INFOSULSEL.COM,MAKASSAR – KPU Makassar kukuh pada putusannya. Membatalkan paslon Moh Ramdhan Pomanto-Indira Mulyasari Paramastuti Ilham (DIAmi) di Pilkada Makassar sudah tak bisa ditawar lagi. Putusan Mahkamah Agung menjadi dasar..
Penegasan itu disampaikan Rahma Saiyed usai diperiksa selama dua jam oleh tim penyidik Gakumdu di kantor Badan Pengawas Pemilu (Bawaslu) Sulsel, Rabu (23/5/2018).
Selain Rahma, Ketua KPU Makassar Syarief Amir juga hadir memenuhi panggilan Bawaslu. Keduanya diperiksa terkait laporan Tim Hukum pasangan calon nomor urut 2 di Pilwali Makassar, DIAmi.

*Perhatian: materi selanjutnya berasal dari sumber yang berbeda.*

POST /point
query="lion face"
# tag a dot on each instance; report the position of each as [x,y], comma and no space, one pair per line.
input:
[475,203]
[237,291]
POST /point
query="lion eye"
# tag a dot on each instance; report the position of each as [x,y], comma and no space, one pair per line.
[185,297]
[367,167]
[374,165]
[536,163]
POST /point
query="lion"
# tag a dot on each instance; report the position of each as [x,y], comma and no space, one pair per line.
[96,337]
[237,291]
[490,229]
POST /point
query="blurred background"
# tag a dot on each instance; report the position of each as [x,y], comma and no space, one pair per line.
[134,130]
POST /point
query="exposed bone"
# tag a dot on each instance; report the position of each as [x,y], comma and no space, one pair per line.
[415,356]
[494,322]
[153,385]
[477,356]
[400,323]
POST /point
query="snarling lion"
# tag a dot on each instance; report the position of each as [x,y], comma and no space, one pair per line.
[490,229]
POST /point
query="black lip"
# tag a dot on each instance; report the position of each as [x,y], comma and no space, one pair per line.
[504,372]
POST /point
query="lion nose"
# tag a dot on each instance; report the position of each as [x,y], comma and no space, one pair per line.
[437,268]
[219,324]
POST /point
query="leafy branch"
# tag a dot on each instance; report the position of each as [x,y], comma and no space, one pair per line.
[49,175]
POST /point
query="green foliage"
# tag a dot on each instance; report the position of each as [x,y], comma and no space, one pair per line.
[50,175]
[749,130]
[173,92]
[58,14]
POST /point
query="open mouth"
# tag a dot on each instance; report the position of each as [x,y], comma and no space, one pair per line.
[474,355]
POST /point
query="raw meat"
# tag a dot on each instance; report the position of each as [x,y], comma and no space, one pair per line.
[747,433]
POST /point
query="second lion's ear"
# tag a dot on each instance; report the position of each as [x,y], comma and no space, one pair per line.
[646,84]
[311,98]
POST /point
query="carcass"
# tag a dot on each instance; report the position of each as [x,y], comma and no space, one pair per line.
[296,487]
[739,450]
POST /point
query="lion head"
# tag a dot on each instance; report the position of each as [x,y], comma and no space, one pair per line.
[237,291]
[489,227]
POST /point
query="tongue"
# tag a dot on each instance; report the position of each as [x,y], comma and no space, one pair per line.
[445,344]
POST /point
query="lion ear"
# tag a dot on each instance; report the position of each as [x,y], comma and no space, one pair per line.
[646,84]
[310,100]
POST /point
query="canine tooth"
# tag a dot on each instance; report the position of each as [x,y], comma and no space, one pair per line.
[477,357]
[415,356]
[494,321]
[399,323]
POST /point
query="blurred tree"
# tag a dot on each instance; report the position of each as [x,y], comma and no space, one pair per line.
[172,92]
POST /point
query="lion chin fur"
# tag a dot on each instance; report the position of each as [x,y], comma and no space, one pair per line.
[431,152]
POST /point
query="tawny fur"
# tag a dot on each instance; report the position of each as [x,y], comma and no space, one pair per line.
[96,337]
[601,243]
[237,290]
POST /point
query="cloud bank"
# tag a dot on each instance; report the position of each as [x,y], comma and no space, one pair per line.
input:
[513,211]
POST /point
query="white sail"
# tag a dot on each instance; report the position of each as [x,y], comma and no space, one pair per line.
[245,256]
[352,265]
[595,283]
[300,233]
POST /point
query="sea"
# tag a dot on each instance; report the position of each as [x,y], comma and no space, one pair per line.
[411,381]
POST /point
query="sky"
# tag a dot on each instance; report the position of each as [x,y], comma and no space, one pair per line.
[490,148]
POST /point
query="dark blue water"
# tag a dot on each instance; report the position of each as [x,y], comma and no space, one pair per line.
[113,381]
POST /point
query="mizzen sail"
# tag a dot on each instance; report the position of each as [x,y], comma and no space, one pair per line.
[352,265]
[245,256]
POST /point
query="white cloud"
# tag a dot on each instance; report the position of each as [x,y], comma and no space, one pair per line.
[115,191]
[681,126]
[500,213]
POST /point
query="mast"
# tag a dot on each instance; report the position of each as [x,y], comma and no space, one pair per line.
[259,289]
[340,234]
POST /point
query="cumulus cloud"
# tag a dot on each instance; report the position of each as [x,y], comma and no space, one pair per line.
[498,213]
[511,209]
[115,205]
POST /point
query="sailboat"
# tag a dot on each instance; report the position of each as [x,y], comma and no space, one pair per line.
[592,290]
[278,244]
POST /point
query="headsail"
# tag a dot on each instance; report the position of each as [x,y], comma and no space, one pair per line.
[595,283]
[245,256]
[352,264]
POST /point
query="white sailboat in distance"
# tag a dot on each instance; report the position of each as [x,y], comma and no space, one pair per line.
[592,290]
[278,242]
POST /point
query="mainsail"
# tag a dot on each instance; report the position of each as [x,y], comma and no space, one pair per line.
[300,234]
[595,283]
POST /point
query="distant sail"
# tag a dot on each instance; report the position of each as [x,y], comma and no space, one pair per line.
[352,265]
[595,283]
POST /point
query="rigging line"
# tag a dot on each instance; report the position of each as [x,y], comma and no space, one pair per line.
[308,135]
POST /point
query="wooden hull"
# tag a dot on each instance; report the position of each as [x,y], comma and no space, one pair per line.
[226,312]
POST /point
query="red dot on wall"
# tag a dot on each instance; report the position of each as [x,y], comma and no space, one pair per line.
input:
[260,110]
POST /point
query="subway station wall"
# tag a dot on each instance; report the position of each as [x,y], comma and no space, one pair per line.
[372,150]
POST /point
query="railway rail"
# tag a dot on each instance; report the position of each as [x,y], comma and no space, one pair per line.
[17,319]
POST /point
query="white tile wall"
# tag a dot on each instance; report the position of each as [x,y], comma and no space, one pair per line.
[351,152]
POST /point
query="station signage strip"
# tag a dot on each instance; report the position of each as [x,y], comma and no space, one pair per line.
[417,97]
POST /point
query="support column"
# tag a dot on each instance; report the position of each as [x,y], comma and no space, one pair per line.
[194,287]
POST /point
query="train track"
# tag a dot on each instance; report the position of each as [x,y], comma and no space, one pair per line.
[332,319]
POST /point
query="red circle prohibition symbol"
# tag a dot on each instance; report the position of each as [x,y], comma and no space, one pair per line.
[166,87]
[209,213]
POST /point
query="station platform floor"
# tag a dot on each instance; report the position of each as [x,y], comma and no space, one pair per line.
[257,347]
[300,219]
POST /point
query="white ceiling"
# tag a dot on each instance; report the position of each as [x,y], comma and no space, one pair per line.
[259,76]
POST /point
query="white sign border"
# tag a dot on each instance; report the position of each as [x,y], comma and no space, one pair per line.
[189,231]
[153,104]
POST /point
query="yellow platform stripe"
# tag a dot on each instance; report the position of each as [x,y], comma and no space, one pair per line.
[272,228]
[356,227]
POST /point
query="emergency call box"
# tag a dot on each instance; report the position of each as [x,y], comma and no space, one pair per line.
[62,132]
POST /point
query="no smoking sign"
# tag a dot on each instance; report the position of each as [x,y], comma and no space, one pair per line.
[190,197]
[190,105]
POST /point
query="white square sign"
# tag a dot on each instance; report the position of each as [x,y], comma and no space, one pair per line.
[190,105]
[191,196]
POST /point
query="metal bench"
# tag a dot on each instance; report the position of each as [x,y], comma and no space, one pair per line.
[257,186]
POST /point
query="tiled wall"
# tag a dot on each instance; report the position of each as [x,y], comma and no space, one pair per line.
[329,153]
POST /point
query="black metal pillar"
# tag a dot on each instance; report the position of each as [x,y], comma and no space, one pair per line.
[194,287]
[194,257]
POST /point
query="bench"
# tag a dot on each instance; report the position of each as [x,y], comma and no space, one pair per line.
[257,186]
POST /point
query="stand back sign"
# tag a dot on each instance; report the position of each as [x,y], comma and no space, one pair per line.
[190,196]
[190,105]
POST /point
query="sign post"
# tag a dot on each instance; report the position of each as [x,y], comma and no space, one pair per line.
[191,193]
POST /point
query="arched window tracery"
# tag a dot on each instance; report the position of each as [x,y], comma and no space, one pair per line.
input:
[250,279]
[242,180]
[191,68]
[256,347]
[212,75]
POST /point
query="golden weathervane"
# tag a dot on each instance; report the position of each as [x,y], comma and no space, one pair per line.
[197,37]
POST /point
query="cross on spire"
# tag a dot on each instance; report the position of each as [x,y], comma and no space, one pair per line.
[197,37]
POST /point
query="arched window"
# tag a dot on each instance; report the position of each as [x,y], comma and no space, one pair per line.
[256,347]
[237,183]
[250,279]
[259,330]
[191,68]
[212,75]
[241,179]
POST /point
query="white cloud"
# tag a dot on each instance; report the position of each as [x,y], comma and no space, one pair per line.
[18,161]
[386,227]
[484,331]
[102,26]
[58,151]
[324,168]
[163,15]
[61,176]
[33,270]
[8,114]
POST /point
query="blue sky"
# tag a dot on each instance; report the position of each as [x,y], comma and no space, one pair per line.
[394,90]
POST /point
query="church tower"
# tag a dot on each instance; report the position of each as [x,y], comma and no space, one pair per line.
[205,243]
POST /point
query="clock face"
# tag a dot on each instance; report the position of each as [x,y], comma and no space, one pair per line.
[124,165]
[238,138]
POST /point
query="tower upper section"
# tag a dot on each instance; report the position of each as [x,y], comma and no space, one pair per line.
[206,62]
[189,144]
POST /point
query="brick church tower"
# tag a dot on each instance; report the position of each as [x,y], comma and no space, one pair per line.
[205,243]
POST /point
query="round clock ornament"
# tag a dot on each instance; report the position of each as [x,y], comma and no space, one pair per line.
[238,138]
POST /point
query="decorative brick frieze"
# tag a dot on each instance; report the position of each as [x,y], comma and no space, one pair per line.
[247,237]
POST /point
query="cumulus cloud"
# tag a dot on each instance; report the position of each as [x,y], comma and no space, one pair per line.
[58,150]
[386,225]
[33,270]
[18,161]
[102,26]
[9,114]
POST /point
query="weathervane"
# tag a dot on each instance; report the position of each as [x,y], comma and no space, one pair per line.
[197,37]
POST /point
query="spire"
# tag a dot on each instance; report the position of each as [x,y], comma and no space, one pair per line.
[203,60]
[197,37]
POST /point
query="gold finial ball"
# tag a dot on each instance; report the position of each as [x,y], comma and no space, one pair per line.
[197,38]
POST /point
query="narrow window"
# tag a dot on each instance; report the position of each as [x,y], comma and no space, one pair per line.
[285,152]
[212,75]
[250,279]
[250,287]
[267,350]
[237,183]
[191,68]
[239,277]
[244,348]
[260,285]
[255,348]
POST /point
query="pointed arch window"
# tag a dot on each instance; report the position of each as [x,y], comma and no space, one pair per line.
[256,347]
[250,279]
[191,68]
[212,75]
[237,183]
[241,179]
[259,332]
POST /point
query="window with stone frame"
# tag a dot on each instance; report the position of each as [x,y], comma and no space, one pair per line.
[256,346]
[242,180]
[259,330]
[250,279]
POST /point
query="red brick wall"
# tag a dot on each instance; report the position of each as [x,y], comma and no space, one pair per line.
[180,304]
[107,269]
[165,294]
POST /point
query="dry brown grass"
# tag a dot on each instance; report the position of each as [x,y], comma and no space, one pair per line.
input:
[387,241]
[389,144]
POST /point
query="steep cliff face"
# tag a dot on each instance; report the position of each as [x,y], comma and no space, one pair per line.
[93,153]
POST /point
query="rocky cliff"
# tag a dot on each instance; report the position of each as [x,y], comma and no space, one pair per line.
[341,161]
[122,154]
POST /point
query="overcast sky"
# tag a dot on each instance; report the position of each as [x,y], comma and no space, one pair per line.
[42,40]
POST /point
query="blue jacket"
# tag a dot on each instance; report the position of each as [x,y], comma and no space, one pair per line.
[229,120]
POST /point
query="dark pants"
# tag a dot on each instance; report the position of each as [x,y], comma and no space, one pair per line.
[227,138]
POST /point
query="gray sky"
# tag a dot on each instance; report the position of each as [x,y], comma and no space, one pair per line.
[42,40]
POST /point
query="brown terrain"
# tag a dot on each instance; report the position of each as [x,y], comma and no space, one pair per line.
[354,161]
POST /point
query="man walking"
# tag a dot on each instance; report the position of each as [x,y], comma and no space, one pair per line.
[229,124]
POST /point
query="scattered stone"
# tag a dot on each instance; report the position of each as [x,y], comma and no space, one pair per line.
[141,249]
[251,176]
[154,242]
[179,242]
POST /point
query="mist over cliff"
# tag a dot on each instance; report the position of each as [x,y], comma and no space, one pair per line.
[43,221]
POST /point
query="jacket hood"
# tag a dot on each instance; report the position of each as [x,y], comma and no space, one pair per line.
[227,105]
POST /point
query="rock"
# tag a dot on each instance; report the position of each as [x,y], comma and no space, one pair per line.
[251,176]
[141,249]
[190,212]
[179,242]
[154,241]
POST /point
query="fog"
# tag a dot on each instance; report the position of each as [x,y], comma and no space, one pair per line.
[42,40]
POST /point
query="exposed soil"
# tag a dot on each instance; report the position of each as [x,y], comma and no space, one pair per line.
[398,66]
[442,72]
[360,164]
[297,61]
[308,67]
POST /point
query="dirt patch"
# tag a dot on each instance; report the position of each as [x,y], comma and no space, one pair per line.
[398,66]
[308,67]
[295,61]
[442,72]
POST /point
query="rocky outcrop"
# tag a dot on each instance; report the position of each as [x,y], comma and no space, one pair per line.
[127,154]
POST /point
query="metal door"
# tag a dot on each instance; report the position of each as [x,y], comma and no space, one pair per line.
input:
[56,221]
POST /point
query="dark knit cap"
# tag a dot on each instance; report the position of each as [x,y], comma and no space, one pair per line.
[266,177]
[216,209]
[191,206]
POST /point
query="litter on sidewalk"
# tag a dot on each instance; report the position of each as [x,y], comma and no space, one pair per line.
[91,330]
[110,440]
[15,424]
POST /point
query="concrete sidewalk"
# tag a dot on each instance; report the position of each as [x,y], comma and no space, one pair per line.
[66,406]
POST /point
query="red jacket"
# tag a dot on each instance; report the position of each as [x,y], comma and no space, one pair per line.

Kedua mantan wartawan ini datang sekitar pukul 09.30 Wita. Pemeriksaan keduanya dilakukan secara tertutup oleh penyidik Sentra Gakkumdu Bawaslu Sulsel di lantai dua bekas kantor Dinas Perhubungan Sulsel itu.
Mantan wartawan sebuah harian yang saham terbesarnya dimonopoli perusahaan yang didirikan Aksa Mahmud itu diperiksa sekitar dua jam. Begitu juga dengan Rahma. Lajang yang bekerja sebagai journalist di sebuah kantor berita ini sebelum menjadi komisioner KPU juga diperiksa dengan durasi waktu yang hampir sama dengan ketuanya.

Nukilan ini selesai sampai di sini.